Enrollment in this course will be limited. If you are considering taking this course, follow the directions below

Who this course is for

This course is designed for graduate students in Statistics & Data Science who need to know about optimization and the essentials of numerical algorithm design and analysis. My intent is to help them design algorithms for Machine Learning and Data Analysis in their own research. The course could also be useful for graduate students in programs in Economics, SOM, and the sciences. It may also be suitable for some undergraduates. The prerequisites are knowledge of linear algebra, multivariate calculus, and probability.

Students who have taken Optimization Techniques (S&DS 430 / ENAS 530 / EENG 437 / ECON 413) probably won't get much out of this course. Students who have the time to take many courses are encouraged to instead take a combination of Algorithm Design (CPSC 365/366), Numerical Computation (CPSC 440), Applied Numerical Methods I (ENAS 440), Topics in Numerical Computation (CPSC 640), and some more advanced courses in optimization.
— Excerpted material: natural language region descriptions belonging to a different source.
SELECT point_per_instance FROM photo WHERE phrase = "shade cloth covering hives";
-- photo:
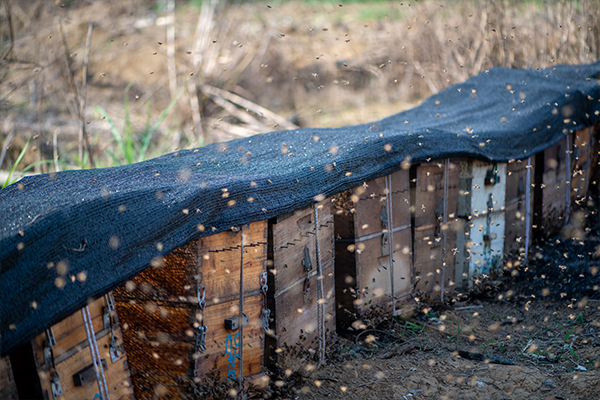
(110, 224)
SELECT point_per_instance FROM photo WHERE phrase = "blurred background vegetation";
(99, 83)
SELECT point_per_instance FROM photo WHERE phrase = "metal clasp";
(56, 386)
(306, 262)
(109, 310)
(115, 354)
(306, 290)
(263, 283)
(201, 297)
(201, 337)
(383, 217)
(266, 314)
(50, 342)
(385, 249)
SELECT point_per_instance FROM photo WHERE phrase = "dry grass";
(311, 64)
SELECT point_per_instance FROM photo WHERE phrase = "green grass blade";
(27, 168)
(128, 149)
(12, 170)
(568, 334)
(113, 128)
(148, 137)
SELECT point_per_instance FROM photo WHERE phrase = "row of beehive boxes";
(234, 302)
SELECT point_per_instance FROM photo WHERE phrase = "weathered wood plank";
(516, 207)
(161, 315)
(363, 234)
(428, 226)
(117, 375)
(554, 188)
(582, 162)
(8, 387)
(294, 233)
(296, 311)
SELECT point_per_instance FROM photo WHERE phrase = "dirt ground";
(529, 334)
(473, 351)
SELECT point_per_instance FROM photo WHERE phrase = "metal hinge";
(50, 342)
(115, 354)
(306, 290)
(108, 311)
(383, 217)
(306, 262)
(56, 386)
(201, 337)
(263, 283)
(201, 297)
(266, 314)
(385, 248)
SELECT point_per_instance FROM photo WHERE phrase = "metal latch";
(263, 283)
(201, 297)
(266, 314)
(306, 261)
(383, 217)
(521, 187)
(50, 342)
(56, 386)
(201, 337)
(232, 323)
(86, 375)
(108, 311)
(115, 353)
(491, 176)
(488, 237)
(385, 248)
(306, 290)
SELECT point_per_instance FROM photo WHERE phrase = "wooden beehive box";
(551, 177)
(181, 316)
(583, 145)
(481, 208)
(516, 211)
(427, 183)
(293, 284)
(8, 387)
(366, 226)
(58, 364)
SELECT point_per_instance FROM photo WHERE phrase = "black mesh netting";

This course will eventually serve as an introduction to more advanced courses in optimization. It contains a lot of material that appears in the current (Fall 2019) version of Optimization Techniques. The next time Optimization Techniques is taught (probably in 2021-2022), it will assume this course as a prerequisite.

Topics to be covered.

Please note that this list of topics does not precisely agree with those advertised on Yale Course Search. And, this is the first time this course is being offered. This means that it is an experiment. I might find that I need to adjust the list of topics as we go.

Measuring the running times of algorithms

• Input size, condition numbers, bit precision, floating point.
• Assumptions under which algorithms run quickly.

Lower Bounds and NP Completeness

• Lower bounds for convex optimization in the oracle model.
• Explanation of NP Hardness, with examples from optimization.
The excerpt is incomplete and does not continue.